Les différents voyages en Afrique et en Asie m'ont permis d'étudier de pratiquer des danses bien spécifiques aux sociétés. De la naissance au mariage en passant par la circoncision, ou pour effectuer des rituels liés à la nature; Les moissons, la pêche,la chasse etc.

Ma formation de danse thérapeute de 2008 à 2014 avec France Schott-Billmann m'a permis d’acquérir des connaissances sur les procédés, les techniques et les bienfaits de la danse primitive.

Un exemple de danse primitive où j'ai participé en 2011

 

La danse thérapie, primitive:

La danse primitive est accessible à tous, il n'y a pas de mouvements codés, de pas imposés,de techniques à maitriser, en danse thérapie seules comptent l'émotion et l’expression de soi. Idéale pour réveiller son énergie ou sa sensualité.

Au-delà du simple divertissement, la danse inaugure un nouveau rapport au corps, au plaisir, à l’autre et à soi-même. Mais là où le tango ou la salsa mettent en scène le couple de manière codée, la danse-thérapie permet de recréer cette relation, de l’habiter. En danse, le désir de maîtriser la technique prime ; en danse-thérapie, c’est l’expression de soi, l’émotion, l’intensité qui est recherchée. Il n’y a pas d’apprentissage.

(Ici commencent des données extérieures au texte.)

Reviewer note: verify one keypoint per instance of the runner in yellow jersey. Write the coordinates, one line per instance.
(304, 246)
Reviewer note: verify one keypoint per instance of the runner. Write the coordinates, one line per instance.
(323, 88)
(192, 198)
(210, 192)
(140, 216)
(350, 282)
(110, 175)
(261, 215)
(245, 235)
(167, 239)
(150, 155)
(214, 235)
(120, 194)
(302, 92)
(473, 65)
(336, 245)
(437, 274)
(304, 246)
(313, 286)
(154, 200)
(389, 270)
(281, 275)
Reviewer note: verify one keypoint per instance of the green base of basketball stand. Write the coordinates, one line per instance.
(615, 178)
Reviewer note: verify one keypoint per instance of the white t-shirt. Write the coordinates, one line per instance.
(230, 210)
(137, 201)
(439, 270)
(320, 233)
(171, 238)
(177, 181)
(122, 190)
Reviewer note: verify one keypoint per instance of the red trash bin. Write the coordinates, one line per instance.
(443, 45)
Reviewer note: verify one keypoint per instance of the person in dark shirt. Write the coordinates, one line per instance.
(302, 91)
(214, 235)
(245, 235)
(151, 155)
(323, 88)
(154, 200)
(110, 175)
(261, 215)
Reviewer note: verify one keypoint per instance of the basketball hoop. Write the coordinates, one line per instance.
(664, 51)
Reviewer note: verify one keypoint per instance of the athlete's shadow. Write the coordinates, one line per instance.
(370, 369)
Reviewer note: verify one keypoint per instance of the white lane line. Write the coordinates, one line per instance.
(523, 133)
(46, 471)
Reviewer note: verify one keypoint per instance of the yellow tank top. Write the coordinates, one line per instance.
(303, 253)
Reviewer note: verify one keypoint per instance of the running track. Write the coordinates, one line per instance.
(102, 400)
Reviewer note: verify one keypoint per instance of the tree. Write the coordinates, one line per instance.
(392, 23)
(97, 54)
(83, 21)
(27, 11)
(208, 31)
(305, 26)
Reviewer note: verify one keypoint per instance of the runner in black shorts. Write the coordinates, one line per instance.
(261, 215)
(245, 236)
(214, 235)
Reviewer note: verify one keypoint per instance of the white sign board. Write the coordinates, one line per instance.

La danse-thérapie soigne-t-elle autant le corps que l’esprit ?

C’est une activité où corps et esprit sont inséparables. Cette technique permet d’accéder à notre mémoire corporelle et à la connaissance de soi. Dans un premier temps, on mobilise ses émotions, puis on les canalise en faisant appel à des archétypes. La danse du guerrier, par exemple, réveille l’agressivité. Réprimer cette énergie est nocif. L’exprimer dans un mouvement nous libère, physiquement et psychiquement.

 

Le parquet de danse peut-il remplacer le divan ?

La danse populaire représentait autrefois une forme de thérapie sociale, qui allait bien au-delà du simple défoulement. Danser permettait de ressentir son appartenance à une communauté. En forçant le trait, on peut dire que le parquet est assimilable à un divan où l’on parlerait avec son corps, et avec le groupe. Dans l’analyse, on rencontre son inconscient, dans la danse-thérapie, son « danseur », cette partie de soi qui cherche à renouer avec la joie de vivre. Le groupe est, pour celui qui danse, comme une mère qui berce son enfant : il le stimule tout en l’enveloppant, donc le rassure. Il le soutient tout en l’invitant à s’individualiser.

D’après France-Schott-Billmann danse thérapeute, psychanalyste.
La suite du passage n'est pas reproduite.